My impression (shaped by this example of amplification) is that the agents in the amplification tree would be considering exactly these sort of epistemic questions. (There is then the separate question of how faithfully this behaviour is reproduced/generalized during distillation)
Sure. But you can’t train it on every possible situation—that would take an infinite amount of time.
And some situations may be difficult to train for—for example, you aren’t actually going to be in a situation where you have a decisive strategic advantage during training. So then the question is whether your learning algorithms are capable of generalizing well from whatever training data you are able to provide for them.
There’s an analogy to organizations. Nokia used to be worth over $290 billion. Now it’s worth $33 billion. The company was dominant in hardware, and it failed to adapt when software became more important than hardware. In order to adapt successfully, I assume Nokia would have needed to retrain a lot of employees. Managers also would have needed retraining: Running a hardware company and running a software company are different. But managers and employees continued to operate based on old intuitions even after the situation changed, and the outcome was catastrophic.
If you do have learning algorithms that generalize well on complex problems, then AI alignment seems solved anyway: train a model of your values that generalizes well, and use that as your AI’s utility function.
(I’m still not sure I fully understand what you’re trying to do with your proposal, so I guess you could see my comments as an attempt to poke at it :)
I think this decomposes into two questions: 1) does the amplification process, given humans/trained agents solve the problem in a generalizable way (ie. would HCH solve the problem correctly)? 2) Does this generalizability break during the distillation process? (I’m not quite sure which you’re pointing at here).
For the amplification process, I think it would deal with things in an appropriately generalizable way. You are doing something a bit more like training the agents to form nodes in a decision tree that captures all of the important questions you would need to figure out what to do next, including components that examine the situation in detail. Paul has written up an example of what amplification might look like, that I think helped me to understand the level of abstraction that things are working at.
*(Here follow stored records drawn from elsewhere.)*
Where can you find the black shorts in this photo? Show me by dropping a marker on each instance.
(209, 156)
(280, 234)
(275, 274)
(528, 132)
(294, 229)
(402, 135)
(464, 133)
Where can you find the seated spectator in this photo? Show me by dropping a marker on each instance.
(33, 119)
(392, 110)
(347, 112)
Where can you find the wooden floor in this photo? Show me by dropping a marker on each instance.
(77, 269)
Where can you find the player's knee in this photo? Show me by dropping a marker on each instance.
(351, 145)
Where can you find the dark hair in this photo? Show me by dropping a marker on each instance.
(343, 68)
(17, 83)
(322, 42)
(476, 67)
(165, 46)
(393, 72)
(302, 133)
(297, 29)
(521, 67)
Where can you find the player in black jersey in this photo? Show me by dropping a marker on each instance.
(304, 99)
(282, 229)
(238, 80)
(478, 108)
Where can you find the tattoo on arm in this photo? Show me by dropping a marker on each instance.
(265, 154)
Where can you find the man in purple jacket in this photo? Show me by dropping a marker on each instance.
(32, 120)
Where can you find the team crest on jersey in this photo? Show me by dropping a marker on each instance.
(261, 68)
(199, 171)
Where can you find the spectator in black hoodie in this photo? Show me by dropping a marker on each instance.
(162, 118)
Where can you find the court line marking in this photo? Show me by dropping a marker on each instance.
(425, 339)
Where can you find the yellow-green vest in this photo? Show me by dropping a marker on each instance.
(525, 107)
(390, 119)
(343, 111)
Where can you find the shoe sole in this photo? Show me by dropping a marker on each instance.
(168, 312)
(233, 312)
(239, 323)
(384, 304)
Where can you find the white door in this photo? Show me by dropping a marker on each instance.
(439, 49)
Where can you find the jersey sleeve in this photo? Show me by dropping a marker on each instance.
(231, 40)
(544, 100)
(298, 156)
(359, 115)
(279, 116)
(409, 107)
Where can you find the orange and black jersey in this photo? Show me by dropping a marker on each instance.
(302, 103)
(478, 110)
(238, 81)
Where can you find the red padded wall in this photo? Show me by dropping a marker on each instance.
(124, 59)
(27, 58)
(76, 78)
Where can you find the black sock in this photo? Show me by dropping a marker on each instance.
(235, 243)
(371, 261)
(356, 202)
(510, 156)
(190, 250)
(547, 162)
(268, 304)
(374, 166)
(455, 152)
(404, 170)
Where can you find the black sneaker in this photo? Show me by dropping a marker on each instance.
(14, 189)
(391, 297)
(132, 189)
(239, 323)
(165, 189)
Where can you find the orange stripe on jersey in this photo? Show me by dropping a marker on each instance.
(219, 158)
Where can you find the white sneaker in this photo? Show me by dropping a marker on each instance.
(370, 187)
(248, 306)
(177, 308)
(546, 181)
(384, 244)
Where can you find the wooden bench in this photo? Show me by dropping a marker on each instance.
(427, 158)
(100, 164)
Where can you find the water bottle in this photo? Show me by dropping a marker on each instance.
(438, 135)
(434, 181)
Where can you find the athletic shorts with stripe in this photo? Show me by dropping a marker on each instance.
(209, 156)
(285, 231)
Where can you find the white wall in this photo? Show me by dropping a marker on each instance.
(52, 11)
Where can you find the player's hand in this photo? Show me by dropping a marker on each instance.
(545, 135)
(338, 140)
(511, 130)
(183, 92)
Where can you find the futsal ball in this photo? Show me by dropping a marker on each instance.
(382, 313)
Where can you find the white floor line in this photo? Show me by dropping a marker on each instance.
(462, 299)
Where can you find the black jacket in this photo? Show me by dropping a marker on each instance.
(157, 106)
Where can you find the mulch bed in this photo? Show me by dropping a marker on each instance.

The claim then is that expanding the decision tree captures all of the relevant considerations (possibly at some abstract level, ie. instead of capturing considerations directly it captures the thing that generates those considerations), and so will properly generalize to a new decision.
I’m less sure at this point about how well distillation would work, in my understanding this might require providing some kind of continual supervision (if the trained agent goes into a sufficiently new input domain, then it requests more labels on this new input domain from it’s overseer), or might be something Paul expects to fall out of informed oversight + corrigibility?